Being Safe With Acetaminophen
Acetaminophen is the most widely used pain relief drug in the country: It’s an active ingredient in more than 600 different types of medicines. But acetaminophen can be especially dangerous when you take more than the recommended dose. It can cause serious liver damage, which can lead to liver failure and even death. And you may be at higher risk if you have liver disease or have more than three drinks of alcohol a day.
So it’s especially important to check all labels carefully to make sure acetaminophen is not an ingredient in more than one drug you’re taking. On some labels, acetaminophen may be listed as “APAP.” And if you’re traveling, be aware that acetaminophen is called paracetamol in some other countries, including the U.K.
Being Safe With NSAIDs
NSAIDs are safe for most people when taken at the right dose for a short period. However, they can increase risk for serious stomach bleeding. The risk is increased in people with a previous history of stomach bleeding, who are older than 60, who drink three or more alcoholic drinks a day, or if you are taking blood thinners or corticosteroids such as prednisone.

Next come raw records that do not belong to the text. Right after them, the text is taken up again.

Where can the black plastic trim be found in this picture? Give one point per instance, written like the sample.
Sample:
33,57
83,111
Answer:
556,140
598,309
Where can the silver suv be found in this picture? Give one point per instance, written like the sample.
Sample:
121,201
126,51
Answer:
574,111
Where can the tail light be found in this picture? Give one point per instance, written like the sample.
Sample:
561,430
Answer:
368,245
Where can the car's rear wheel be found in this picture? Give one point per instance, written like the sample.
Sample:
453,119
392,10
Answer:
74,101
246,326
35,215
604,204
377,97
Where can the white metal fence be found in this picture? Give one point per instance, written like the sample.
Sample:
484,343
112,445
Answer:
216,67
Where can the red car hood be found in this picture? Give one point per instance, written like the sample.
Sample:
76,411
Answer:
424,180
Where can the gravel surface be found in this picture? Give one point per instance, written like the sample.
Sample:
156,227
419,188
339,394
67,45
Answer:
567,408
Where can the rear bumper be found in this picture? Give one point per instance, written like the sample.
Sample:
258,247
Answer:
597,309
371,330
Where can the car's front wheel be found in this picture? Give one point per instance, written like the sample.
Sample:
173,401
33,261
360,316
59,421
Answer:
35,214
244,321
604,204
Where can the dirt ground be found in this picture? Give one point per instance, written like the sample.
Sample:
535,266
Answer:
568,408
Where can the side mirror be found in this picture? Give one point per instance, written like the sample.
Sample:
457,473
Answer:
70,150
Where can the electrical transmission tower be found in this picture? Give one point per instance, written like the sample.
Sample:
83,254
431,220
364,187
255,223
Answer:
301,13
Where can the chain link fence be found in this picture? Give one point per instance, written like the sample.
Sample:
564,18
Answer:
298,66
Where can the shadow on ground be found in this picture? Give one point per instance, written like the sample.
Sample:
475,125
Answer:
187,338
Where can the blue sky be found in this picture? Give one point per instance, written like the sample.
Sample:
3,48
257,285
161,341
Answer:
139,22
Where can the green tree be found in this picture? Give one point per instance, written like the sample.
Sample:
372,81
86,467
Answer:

NSAIDs may also increase the risk for heart attack and stroke. Children should not take aspirin products because they can lead to Reye's syndrome, a rare but life-threatening condition.
In Case of Overdose
If you think you’ve taken too much of any OTC pain reliever, call your doctor or seek medical help right away. Signs and symptoms may not be noticeable right away. Symptoms of an overdose include:
- Nausea or vomiting
- Burning in the throat or stomach
- Pain in the stomach
- Fast eye movements
- Bleeding or bruising
- Yellowing of the eyes or skin
4 Simple Rules for Drug Safety
OTC pain relievers are meant to help you, and as long as you take them as directed, they can provide safe and effective pain and fever relief. To prevent an overdose of any OTC medication, follow these four safety tips:
- Read all labels.
- Always take medicine as directed. Never take medicine in larger doses or for a longer time than directed.
- Talk with your doctor before changing the dose of any medicines.
- If you have any questions about how to use a pain reliever or how much to take, play it safe and talk with your doctor or pharmacist first.